[HH] gbcacm/ieee talk on "The Cloud meets Bluetooth Smart" Tue April 1 at MIT

Tom Metro tmetro+hhacking at gmail.com
Thu Mar 13 16:44:42 EDT 2014


-------- Original Message --------
Subject: gbcacm/ieee talk on "The Cloud meets Bluetooth Smart"
         Tue April 1 at MIT
Date: Wed, 12 Mar 2014 01:17:56 +0000
From: Greater Boston Chapter of the ACM

IEEE Computer and Consumer Electronics Societies and GBC/ACM

7:00 PM, Tuesday, 1 April 2014

MIT room E51-345

The Cloud meets Bluetooth Smart

Joe Decuir

Bluetooth Low Energy, aka Bluetooth Smart, can wirelessly connect
sensors that run on coin cells or scavenged power for years. That makes
Bluetooth Smart attractive for implementing the "Internet of Things".
The missing piece: connecting these devices to the Internet. The
Bluetooth Special Interest Group has just published a pair of RESTful
APIs . These APIs, implemented in a gateway, can allow an Internet
client application to find, connect and operate Bluetooth Smart servers:
sensors and effectors. The presentation will cover: what is Bluetooth
Smart? How does it work? How does the energy get so low? How the
client-server architecture works. How to fit a RESTful API to that
architecture. Use cases. Perspective with other connectivity methods.
For reference: on IEEE Xplore, see articles on Bluetooth Smart in IEEE
CES Magazine for January 2014 and April 2014.

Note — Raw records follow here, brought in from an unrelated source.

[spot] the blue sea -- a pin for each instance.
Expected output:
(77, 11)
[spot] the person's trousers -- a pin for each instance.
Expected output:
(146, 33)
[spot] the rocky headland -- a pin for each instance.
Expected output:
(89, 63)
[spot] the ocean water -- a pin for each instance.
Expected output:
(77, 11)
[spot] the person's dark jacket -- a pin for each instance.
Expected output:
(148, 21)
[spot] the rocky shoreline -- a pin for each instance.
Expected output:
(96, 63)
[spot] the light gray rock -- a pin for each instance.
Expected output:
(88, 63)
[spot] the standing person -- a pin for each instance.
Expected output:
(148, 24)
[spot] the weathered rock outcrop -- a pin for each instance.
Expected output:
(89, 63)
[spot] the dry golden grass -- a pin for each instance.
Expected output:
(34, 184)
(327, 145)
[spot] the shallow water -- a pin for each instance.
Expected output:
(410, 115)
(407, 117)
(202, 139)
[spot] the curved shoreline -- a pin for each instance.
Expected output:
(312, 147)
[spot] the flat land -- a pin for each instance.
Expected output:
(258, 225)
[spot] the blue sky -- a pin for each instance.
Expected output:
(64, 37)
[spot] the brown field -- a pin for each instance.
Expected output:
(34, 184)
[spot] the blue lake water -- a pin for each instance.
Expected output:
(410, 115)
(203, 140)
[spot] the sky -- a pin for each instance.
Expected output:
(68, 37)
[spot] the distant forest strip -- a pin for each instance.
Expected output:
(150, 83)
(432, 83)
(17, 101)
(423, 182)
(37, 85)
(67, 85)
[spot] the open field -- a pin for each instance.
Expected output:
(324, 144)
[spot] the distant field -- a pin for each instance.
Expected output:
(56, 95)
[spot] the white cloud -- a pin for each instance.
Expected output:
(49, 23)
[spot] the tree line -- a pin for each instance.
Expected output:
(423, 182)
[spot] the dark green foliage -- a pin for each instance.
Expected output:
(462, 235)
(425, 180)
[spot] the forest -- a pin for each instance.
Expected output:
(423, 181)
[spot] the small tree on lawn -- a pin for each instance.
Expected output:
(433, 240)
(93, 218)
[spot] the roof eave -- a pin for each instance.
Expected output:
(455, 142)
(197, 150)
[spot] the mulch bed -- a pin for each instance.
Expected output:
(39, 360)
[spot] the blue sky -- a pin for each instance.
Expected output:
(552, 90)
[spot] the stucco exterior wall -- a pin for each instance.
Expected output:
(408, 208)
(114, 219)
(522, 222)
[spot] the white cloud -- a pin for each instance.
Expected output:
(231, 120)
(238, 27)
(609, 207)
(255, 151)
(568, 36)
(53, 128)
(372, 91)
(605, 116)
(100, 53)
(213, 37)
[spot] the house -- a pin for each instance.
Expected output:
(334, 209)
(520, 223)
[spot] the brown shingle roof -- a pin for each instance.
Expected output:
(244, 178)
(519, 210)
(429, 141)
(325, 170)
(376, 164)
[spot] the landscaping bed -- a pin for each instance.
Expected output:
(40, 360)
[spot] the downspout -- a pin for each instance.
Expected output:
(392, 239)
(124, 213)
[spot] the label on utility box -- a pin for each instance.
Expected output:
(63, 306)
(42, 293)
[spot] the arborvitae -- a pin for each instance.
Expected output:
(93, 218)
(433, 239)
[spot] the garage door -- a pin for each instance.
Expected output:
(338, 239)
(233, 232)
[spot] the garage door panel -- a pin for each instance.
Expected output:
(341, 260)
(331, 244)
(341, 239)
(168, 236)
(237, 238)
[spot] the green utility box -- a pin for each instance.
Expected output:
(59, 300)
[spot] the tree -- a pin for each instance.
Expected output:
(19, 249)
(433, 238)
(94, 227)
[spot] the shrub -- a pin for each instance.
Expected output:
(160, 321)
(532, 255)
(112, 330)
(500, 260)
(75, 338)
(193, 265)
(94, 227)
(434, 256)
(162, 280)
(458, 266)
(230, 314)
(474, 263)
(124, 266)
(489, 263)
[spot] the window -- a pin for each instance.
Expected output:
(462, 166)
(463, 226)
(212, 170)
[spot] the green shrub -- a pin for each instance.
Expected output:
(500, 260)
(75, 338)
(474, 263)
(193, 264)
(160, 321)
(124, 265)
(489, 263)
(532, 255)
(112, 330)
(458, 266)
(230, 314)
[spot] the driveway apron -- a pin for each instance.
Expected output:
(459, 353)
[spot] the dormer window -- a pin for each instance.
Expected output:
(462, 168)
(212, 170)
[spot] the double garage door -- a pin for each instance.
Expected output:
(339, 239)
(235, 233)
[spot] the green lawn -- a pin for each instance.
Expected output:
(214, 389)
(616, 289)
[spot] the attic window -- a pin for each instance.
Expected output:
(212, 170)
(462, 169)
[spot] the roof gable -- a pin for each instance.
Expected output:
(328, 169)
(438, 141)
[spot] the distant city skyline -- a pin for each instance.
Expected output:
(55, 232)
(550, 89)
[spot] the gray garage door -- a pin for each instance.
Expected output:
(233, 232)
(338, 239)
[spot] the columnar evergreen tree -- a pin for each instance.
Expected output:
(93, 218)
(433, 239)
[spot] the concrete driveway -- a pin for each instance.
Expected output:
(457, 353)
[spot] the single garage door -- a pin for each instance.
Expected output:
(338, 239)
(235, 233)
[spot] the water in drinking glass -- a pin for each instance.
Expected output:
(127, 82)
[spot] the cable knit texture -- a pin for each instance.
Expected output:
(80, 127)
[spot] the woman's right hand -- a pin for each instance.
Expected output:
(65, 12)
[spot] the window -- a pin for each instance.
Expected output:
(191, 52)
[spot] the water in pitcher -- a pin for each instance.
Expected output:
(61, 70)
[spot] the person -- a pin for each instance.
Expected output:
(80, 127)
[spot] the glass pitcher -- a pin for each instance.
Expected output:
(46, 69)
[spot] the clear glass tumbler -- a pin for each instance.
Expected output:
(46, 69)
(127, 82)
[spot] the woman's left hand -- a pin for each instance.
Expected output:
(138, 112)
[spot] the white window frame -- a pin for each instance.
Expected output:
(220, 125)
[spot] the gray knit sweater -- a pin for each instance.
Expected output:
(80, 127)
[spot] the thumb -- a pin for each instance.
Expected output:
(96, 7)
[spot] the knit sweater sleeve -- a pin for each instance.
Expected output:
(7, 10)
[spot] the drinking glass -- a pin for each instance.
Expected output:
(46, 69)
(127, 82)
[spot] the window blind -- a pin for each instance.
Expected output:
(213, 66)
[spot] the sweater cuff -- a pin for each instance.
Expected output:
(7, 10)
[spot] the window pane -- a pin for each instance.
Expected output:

Joe Decuir was one of the original engineers at Atari, who helped
design, build, and produce the Atari 2600. He also wrote the game Video
Olympics, a Pong collection that launched with the system. He later went
on to help develop the Amiga, many modems (including the first fax
modem) and the USB architecture. you can read more about Joe at
http://gbcacm.us6.list-manage.com/track/click?u=c62c7d9774fda54a84a0c28df&id=197493786e&e=95529a85d3
.

Joe is still having an interesting career. Highlights: video game
graphics, wired connectivity and wireless connectivity. His day job is
to advance wireless connectivity, as a Standards Architect for CSR, as
the chairman of the Bluetooth Internet Working Group, and as a
Distinguished Lecturer for the IEEE Consumer Electronics Society. For a
hobby, he is also vice chair of the IEEE Global Humanitarian Technology
Conference for 2014.

This joint meeting of the Boston Chapters of the IEEE Computer and
Consumer Electronics Societies and GBC/ACM will be held in MIT Room
E51-345.   E51 is the Tang Center on the corner of Wadsworth and Amherst
Sts and Memorial Dr.; it's mostly used by the Sloan School. You can see
it on this map of the MIT campus. Room 345 is on the 3rd floor.